Computational Study of Interaction and Removal of Benzopyran by Anatase Titanium Dioxide Nanoparticle

Most gas emissions by motor automobiles include unburned hydrocarbons, carbon monoxide, and other oxides (NxOy, SOx, etc.). There are many hydrocarbon compounds in car exhaust, such as benzopyran, formaldehyde, butadiene, and so on. In this study, anatase titanium dioxide nano-particles (aTiO(2)-NPs) filters are investigated to prevent the entry of unburned hydrocarbons. Benzopyran is one of the most important aromatic compounds in car exhaust gases, which is very dangerous. The probability of its interaction with titanium oxide nanoparticles is simulated and evaluated according to chemically active sites of aTiO(2)-NP. Calculations were performed using the DFT calculation on the basis set LC-omega PBE/6-311 + G** method. The obtained data show that Ti-O chemically active site has a greater tendency to adsorb benzopyran due to its polarity (Dipole moment for 3rd of Ti-O = 6.93 D).
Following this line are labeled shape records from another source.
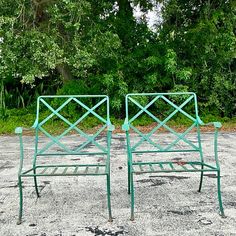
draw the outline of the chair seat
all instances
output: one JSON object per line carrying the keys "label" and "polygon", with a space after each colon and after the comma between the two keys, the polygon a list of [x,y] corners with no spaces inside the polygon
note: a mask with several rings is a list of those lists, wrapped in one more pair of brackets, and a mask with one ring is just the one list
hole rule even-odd
{"label": "chair seat", "polygon": [[[204,167],[202,169],[202,166]],[[132,172],[135,174],[153,173],[153,172],[201,172],[217,171],[214,166],[202,162],[134,162],[132,163]]]}
{"label": "chair seat", "polygon": [[[34,173],[35,171],[35,173]],[[106,175],[106,165],[44,165],[24,171],[21,176]]]}

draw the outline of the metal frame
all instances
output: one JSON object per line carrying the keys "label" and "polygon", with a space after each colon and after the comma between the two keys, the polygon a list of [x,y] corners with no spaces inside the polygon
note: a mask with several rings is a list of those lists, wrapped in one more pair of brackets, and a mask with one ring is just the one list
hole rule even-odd
{"label": "metal frame", "polygon": [[[171,100],[168,99],[168,96],[175,95],[175,96],[185,96],[187,97],[185,101],[180,105],[177,106],[174,104]],[[135,96],[152,96],[154,97],[146,106],[142,106],[139,104],[133,97]],[[184,97],[184,98],[185,98]],[[165,118],[163,121],[158,119],[155,115],[153,115],[150,111],[148,111],[148,108],[154,104],[158,99],[163,99],[166,103],[168,103],[170,106],[174,107],[175,110],[168,115],[167,118]],[[132,118],[129,118],[129,102],[132,104],[135,104],[140,110],[138,113],[136,113]],[[194,108],[195,108],[195,115],[192,116],[185,112],[183,110],[183,107],[186,106],[188,103],[194,102]],[[134,174],[143,174],[143,173],[169,173],[169,172],[200,172],[200,183],[199,183],[199,189],[198,191],[201,191],[202,188],[202,182],[203,182],[203,173],[204,172],[216,172],[217,173],[217,193],[218,193],[218,200],[219,200],[219,208],[220,208],[220,214],[221,216],[224,215],[224,209],[222,204],[222,198],[221,198],[221,191],[220,191],[220,165],[218,160],[218,152],[217,152],[217,138],[218,138],[218,130],[221,128],[220,122],[212,122],[208,124],[204,124],[201,119],[198,116],[198,105],[197,105],[197,96],[195,93],[135,93],[135,94],[127,94],[125,98],[125,107],[126,107],[126,118],[125,122],[122,126],[122,129],[126,132],[126,142],[127,142],[127,166],[128,166],[128,193],[131,195],[131,220],[134,220],[134,180],[133,176]],[[193,124],[182,134],[179,134],[175,132],[171,127],[166,125],[166,122],[171,120],[171,118],[176,114],[180,112],[181,114],[188,117],[190,120],[192,120]],[[142,113],[146,113],[149,115],[155,122],[157,122],[157,126],[153,128],[152,131],[150,131],[148,134],[143,134],[140,132],[135,126],[132,125],[132,122],[135,121]],[[202,151],[202,145],[201,145],[201,134],[200,134],[200,126],[201,125],[213,125],[215,128],[214,132],[214,158],[215,158],[215,166],[209,165],[204,162],[203,158],[203,151]],[[157,144],[153,142],[150,137],[153,135],[156,131],[158,131],[161,127],[164,127],[169,132],[174,134],[176,136],[176,140],[172,143],[170,143],[166,148],[162,147],[160,144]],[[187,140],[185,136],[194,128],[197,128],[197,142],[198,146],[196,146],[191,141]],[[137,142],[135,145],[131,146],[131,138],[132,136],[129,133],[129,130],[132,129],[137,134],[141,136],[141,140]],[[175,144],[179,142],[180,140],[187,143],[190,148],[189,149],[173,149]],[[147,141],[149,144],[151,144],[153,147],[155,147],[156,150],[142,150],[138,151],[137,148],[144,142]],[[191,161],[191,162],[133,162],[133,154],[148,154],[148,153],[163,153],[163,152],[169,152],[169,153],[176,153],[176,152],[198,152],[200,154],[200,161]],[[145,167],[145,168],[144,168]]]}
{"label": "metal frame", "polygon": [[[80,101],[81,98],[100,98],[102,99],[92,108],[86,106],[83,102]],[[45,99],[66,99],[66,101],[57,109],[53,109]],[[63,117],[59,112],[71,101],[76,102],[79,106],[83,107],[86,112],[74,123],[71,123],[68,119]],[[101,117],[98,113],[95,112],[95,109],[98,108],[100,105],[106,103],[106,118]],[[43,121],[39,122],[39,108],[40,105],[46,106],[50,111],[51,114],[47,116]],[[97,117],[102,123],[103,126],[94,134],[88,135],[83,132],[81,129],[77,127],[77,125],[85,119],[89,114],[93,114]],[[50,120],[52,117],[57,116],[66,124],[69,125],[62,134],[59,136],[53,136],[49,134],[42,126]],[[36,120],[33,125],[35,129],[35,152],[33,156],[33,166],[31,169],[23,171],[23,161],[24,161],[24,147],[23,147],[23,139],[22,133],[23,128],[17,127],[15,129],[15,133],[19,136],[20,140],[20,165],[18,171],[18,186],[19,186],[19,195],[20,195],[20,208],[19,208],[19,218],[17,224],[21,224],[22,222],[22,214],[23,214],[23,189],[22,189],[22,178],[23,177],[33,177],[34,178],[34,185],[37,197],[39,197],[39,190],[37,184],[37,177],[38,176],[100,176],[105,175],[107,179],[107,205],[108,205],[108,214],[109,214],[109,221],[112,221],[112,213],[111,213],[111,199],[110,199],[110,146],[111,146],[111,136],[112,131],[114,130],[114,126],[111,124],[110,115],[109,115],[109,97],[105,95],[65,95],[65,96],[40,96],[37,100],[37,113],[36,113]],[[101,134],[104,130],[107,129],[107,145],[102,146],[98,142],[95,141],[95,138]],[[71,150],[65,145],[60,142],[60,139],[63,138],[66,134],[68,134],[71,130],[77,131],[82,137],[86,138],[87,141],[83,142],[77,149]],[[46,137],[48,137],[51,141],[46,143],[43,148],[38,148],[38,140],[39,140],[39,131],[41,131]],[[94,144],[98,149],[99,152],[83,152],[82,149],[86,147],[89,143]],[[53,145],[57,144],[60,146],[64,152],[48,152],[49,148]],[[106,163],[103,165],[99,164],[88,164],[88,165],[37,165],[37,157],[38,156],[63,156],[63,155],[104,155],[106,156]],[[63,172],[59,173],[59,169],[63,169]],[[50,170],[50,171],[49,171]]]}

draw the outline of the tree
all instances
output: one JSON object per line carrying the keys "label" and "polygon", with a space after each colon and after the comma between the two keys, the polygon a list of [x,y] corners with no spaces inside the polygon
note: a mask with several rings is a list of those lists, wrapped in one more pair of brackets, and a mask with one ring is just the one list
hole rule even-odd
{"label": "tree", "polygon": [[208,110],[229,117],[236,114],[235,13],[234,1],[171,0],[160,31],[176,56],[175,83],[197,92]]}

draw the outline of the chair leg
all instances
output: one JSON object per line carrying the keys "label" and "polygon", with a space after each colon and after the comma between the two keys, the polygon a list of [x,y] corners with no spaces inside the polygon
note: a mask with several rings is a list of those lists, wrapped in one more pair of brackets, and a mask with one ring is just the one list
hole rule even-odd
{"label": "chair leg", "polygon": [[18,186],[19,186],[19,195],[20,195],[20,208],[19,208],[19,217],[17,224],[20,225],[22,222],[22,213],[23,213],[23,190],[22,190],[22,181],[21,177],[18,177]]}
{"label": "chair leg", "polygon": [[[203,166],[201,168],[203,170]],[[201,192],[202,189],[202,181],[203,181],[203,171],[201,171],[201,177],[200,177],[200,184],[199,184],[199,188],[198,188],[198,192]]]}
{"label": "chair leg", "polygon": [[128,163],[128,194],[130,194],[130,165]]}
{"label": "chair leg", "polygon": [[130,217],[130,220],[134,221],[134,181],[133,181],[133,173],[130,173],[130,192],[131,192],[131,217]]}
{"label": "chair leg", "polygon": [[[36,174],[35,170],[34,170],[34,174]],[[35,192],[36,192],[37,197],[40,197],[36,176],[34,176],[34,187],[35,187]]]}
{"label": "chair leg", "polygon": [[110,174],[107,175],[107,205],[108,205],[108,214],[109,214],[109,222],[112,222],[112,214],[111,214],[111,183],[110,183]]}
{"label": "chair leg", "polygon": [[221,191],[220,191],[220,171],[217,171],[217,192],[218,192],[218,200],[219,200],[219,206],[220,206],[220,215],[222,217],[225,217],[222,198],[221,198]]}

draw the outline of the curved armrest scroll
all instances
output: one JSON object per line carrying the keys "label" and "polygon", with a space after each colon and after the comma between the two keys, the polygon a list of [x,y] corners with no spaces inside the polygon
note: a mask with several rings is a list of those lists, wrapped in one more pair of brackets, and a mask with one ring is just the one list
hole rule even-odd
{"label": "curved armrest scroll", "polygon": [[199,125],[207,126],[207,125],[213,125],[215,127],[214,132],[214,153],[215,153],[215,161],[216,161],[216,167],[218,170],[220,170],[219,160],[218,160],[218,131],[222,127],[222,124],[220,122],[209,122],[204,123],[199,117],[197,117]]}

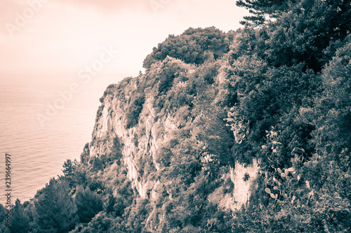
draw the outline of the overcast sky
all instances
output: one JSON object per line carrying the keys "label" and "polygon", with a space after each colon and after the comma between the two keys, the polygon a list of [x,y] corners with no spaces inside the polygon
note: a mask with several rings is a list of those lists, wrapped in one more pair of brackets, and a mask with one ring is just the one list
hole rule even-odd
{"label": "overcast sky", "polygon": [[101,72],[135,76],[169,34],[247,15],[235,0],[0,0],[0,73],[78,73],[113,48]]}

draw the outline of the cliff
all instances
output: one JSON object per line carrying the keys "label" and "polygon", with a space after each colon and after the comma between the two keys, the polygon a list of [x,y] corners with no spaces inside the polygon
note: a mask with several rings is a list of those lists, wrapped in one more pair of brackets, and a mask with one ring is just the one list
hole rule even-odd
{"label": "cliff", "polygon": [[[213,174],[211,169],[225,168],[225,171],[219,172],[220,178],[207,194],[207,199],[224,209],[239,209],[249,201],[258,164],[256,160],[248,166],[228,160],[234,135],[224,120],[225,108],[220,112],[218,108],[225,99],[216,96],[211,99],[204,94],[208,94],[208,87],[218,89],[223,85],[224,80],[220,77],[223,74],[211,77],[213,83],[201,83],[201,69],[171,57],[159,62],[152,69],[156,72],[152,70],[108,87],[102,98],[89,145],[91,160],[115,158],[120,150],[120,161],[135,196],[149,199],[151,203],[160,198],[166,202],[174,195],[182,195],[173,192],[175,183],[196,183],[201,174],[209,178],[219,176]],[[194,83],[202,85],[196,87]],[[159,92],[163,85],[166,92]],[[197,93],[196,88],[199,88]],[[211,109],[211,105],[217,106]],[[192,167],[189,174],[179,176],[180,179],[184,175],[191,176],[183,181],[177,177],[185,171],[181,160]],[[110,165],[104,171],[115,168]],[[114,172],[114,176],[118,174]],[[160,216],[156,218],[158,221],[153,219],[155,211],[147,218],[150,230],[156,230],[162,219]]]}

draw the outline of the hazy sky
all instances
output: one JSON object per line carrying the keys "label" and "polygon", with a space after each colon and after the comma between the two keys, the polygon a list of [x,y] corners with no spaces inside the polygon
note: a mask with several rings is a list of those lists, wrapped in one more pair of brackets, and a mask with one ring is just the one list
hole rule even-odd
{"label": "hazy sky", "polygon": [[169,34],[227,31],[247,15],[235,0],[0,0],[0,73],[79,73],[102,59],[99,72],[135,76]]}

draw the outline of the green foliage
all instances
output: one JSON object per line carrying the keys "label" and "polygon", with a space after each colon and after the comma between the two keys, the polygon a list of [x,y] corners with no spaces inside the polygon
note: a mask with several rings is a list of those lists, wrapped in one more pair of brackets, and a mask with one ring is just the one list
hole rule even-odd
{"label": "green foliage", "polygon": [[37,194],[35,225],[41,232],[67,232],[77,221],[77,207],[67,183],[52,178]]}
{"label": "green foliage", "polygon": [[[145,74],[100,99],[98,117],[117,103],[120,112],[107,111],[124,123],[127,143],[147,143],[133,154],[131,176],[144,186],[129,180],[125,139],[94,136],[90,146],[104,154],[91,157],[86,144],[32,204],[17,202],[13,232],[351,231],[350,1],[237,4],[260,26],[169,36],[146,57]],[[276,20],[263,25],[267,16]],[[216,190],[236,190],[226,176],[235,162],[253,158],[260,171],[249,204],[212,203]]]}
{"label": "green foliage", "polygon": [[229,43],[225,34],[215,27],[190,28],[180,36],[170,35],[165,41],[154,48],[144,60],[143,66],[150,69],[167,56],[185,63],[202,64],[209,57],[218,58],[227,52]]}
{"label": "green foliage", "polygon": [[[28,203],[27,203],[27,204]],[[26,207],[26,205],[21,204],[19,199],[15,201],[15,206],[11,209],[11,232],[25,233],[29,232],[31,216],[27,214]]]}
{"label": "green foliage", "polygon": [[241,21],[244,24],[249,22],[255,26],[264,24],[266,22],[265,16],[267,15],[272,17],[277,17],[283,12],[289,10],[291,3],[296,0],[237,0],[237,6],[249,9],[253,15],[245,16],[246,21]]}
{"label": "green foliage", "polygon": [[77,214],[79,218],[79,222],[88,223],[96,213],[102,210],[102,202],[101,198],[88,187],[84,189],[81,186],[78,187],[74,204],[77,206]]}

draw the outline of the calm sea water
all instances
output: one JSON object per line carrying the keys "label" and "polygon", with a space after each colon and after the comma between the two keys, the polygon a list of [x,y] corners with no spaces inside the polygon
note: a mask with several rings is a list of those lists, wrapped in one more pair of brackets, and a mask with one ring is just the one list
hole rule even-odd
{"label": "calm sea water", "polygon": [[51,77],[53,81],[46,83],[0,85],[0,203],[5,202],[5,153],[11,157],[11,202],[34,197],[51,177],[62,174],[67,159],[79,158],[91,139],[99,98],[121,76],[79,83],[81,91],[55,115],[46,118],[44,125],[38,117],[48,116],[48,106],[60,98],[58,92],[69,90],[72,81],[55,82]]}

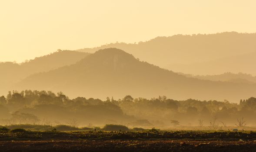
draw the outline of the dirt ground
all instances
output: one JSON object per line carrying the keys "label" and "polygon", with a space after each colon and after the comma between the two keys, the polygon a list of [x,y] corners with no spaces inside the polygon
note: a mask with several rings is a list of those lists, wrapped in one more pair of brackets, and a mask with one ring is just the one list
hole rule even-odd
{"label": "dirt ground", "polygon": [[256,152],[256,141],[44,140],[0,142],[0,152]]}

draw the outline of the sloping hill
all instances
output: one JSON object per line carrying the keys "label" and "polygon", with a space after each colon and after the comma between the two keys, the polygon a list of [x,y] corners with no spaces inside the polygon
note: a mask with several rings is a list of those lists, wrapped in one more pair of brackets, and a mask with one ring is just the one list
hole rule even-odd
{"label": "sloping hill", "polygon": [[193,76],[191,74],[179,73],[190,78],[197,78],[201,79],[209,80],[214,81],[226,81],[235,83],[256,83],[256,76],[251,74],[243,73],[237,74],[231,73],[225,73],[217,75]]}
{"label": "sloping hill", "polygon": [[6,88],[31,74],[74,64],[88,54],[86,53],[65,50],[37,57],[21,64],[0,63],[0,93],[6,94]]}
{"label": "sloping hill", "polygon": [[219,75],[226,72],[256,76],[256,52],[214,60],[187,64],[170,65],[175,71],[199,75]]}
{"label": "sloping hill", "polygon": [[[177,35],[169,37],[158,37],[138,44],[111,43],[92,49],[77,51],[94,53],[99,49],[116,47],[131,53],[142,60],[166,68],[176,72],[192,74],[219,74],[224,72],[242,72],[256,75],[252,68],[256,65],[252,61],[240,59],[241,55],[249,57],[248,53],[256,51],[256,33],[225,32],[213,34],[192,36]],[[249,59],[255,59],[253,54]],[[232,56],[235,56],[234,61]],[[229,58],[231,57],[231,58]],[[217,66],[211,64],[219,59],[225,59]],[[207,62],[213,61],[208,63]],[[217,61],[218,62],[218,61]],[[220,62],[220,61],[219,61]],[[249,64],[253,63],[254,64]],[[195,65],[194,63],[199,63]],[[221,68],[219,69],[219,66]],[[202,66],[203,67],[201,67]],[[208,66],[211,68],[206,69]],[[236,67],[238,68],[236,69]],[[230,69],[231,69],[229,70]],[[226,71],[223,71],[224,70]]]}
{"label": "sloping hill", "polygon": [[100,50],[76,64],[27,77],[19,89],[62,91],[71,96],[121,98],[126,95],[238,102],[256,95],[256,85],[187,78],[136,59],[117,49]]}

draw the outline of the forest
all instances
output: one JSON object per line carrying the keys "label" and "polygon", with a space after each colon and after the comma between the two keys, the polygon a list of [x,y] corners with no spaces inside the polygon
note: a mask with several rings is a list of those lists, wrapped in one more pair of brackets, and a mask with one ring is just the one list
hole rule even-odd
{"label": "forest", "polygon": [[256,98],[228,101],[177,101],[166,96],[146,99],[127,95],[104,101],[60,92],[9,91],[0,97],[0,125],[66,125],[74,127],[122,125],[129,128],[222,129],[256,125]]}

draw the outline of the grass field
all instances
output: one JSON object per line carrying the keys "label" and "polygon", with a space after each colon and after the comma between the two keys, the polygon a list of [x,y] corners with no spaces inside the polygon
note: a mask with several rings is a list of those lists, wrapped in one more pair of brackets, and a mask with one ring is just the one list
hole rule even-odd
{"label": "grass field", "polygon": [[215,131],[0,131],[0,152],[255,152],[256,132]]}

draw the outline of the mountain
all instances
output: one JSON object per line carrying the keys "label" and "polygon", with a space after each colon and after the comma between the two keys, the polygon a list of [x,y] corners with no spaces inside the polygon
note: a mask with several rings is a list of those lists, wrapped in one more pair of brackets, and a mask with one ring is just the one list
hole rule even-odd
{"label": "mountain", "polygon": [[165,95],[238,102],[256,95],[256,85],[214,82],[188,78],[141,62],[115,48],[100,50],[75,64],[31,75],[14,88],[63,91],[86,98],[153,98]]}
{"label": "mountain", "polygon": [[[64,50],[36,57],[34,59],[17,64],[0,63],[0,93],[6,93],[6,88],[26,77],[36,73],[47,72],[76,63],[89,53]],[[5,91],[3,93],[2,91]]]}
{"label": "mountain", "polygon": [[253,76],[251,74],[243,73],[235,74],[231,73],[225,73],[219,75],[206,76],[194,76],[192,74],[186,74],[182,73],[179,73],[185,76],[186,77],[197,78],[203,80],[209,80],[214,81],[226,81],[234,83],[256,83],[256,76]]}
{"label": "mountain", "polygon": [[[184,71],[187,73],[199,75],[212,75],[227,72],[243,73],[256,76],[256,52],[241,55],[233,56],[214,60],[187,64],[170,65],[177,72]],[[215,74],[214,74],[215,75]]]}
{"label": "mountain", "polygon": [[[242,72],[256,75],[252,66],[256,65],[256,61],[251,59],[256,57],[256,33],[232,32],[157,37],[138,43],[116,43],[77,51],[94,53],[100,49],[115,47],[142,60],[176,72],[194,75]],[[241,56],[246,59],[241,59]],[[219,63],[212,66],[215,62]],[[220,65],[220,67],[218,66]],[[211,68],[207,69],[208,66]]]}

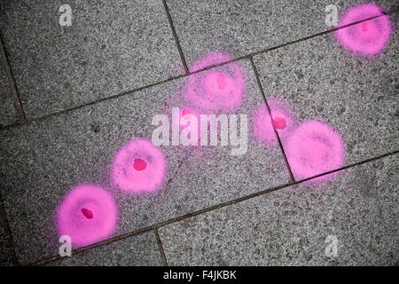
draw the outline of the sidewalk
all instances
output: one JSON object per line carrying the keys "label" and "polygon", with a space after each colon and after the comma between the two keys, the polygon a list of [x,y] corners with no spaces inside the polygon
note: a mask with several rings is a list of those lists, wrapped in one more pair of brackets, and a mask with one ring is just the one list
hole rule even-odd
{"label": "sidewalk", "polygon": [[[398,7],[375,3],[393,33],[368,58],[337,42],[326,0],[0,1],[0,264],[397,265]],[[60,27],[66,4],[72,25]],[[337,4],[339,16],[359,4]],[[230,59],[196,69],[215,52]],[[245,154],[162,146],[156,193],[110,181],[119,149],[151,140],[154,115],[187,107],[190,82],[236,68],[244,96],[231,114],[248,117]],[[316,120],[339,133],[340,166],[297,170],[283,130],[260,143],[254,110],[273,114],[275,102],[293,131]],[[113,193],[116,228],[62,258],[55,214],[87,183]],[[329,236],[336,256],[325,254]]]}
By adsorbing benzopyran in the Ti-O position, the gap energy of aTiO(2)-NP decreases (E-g = 3.09 eV), and its conductivity increases. The results showed that the nano-adsorbent of aTiO(2)-NP has high efficiency in the adsorption of benzopyran from the environment. Due to the exhaust temperature of the car and the photocatalytic properties of the aTiO(2)-NPs nano-adsorbent, it can be used as an adsorbent with high performance and longevity, and good stability in high-temperature ranges.

Automated summary

This study investigates the use of anatase titanium dioxide nano-particles (aTiO(2)-NPs) filters to prevent the entry of unburned hydrocarbons in motor vehicle emissions. The results show that aTiO(2)-NP adsorbent has high efficiency in adsorbing benzopyran, one of the most important aromatic compounds in car exhaust gases. The nano-adsorbent exhibits good stability and longevity in high-temperature environments, making it a promising solution for reducing harmful emissions.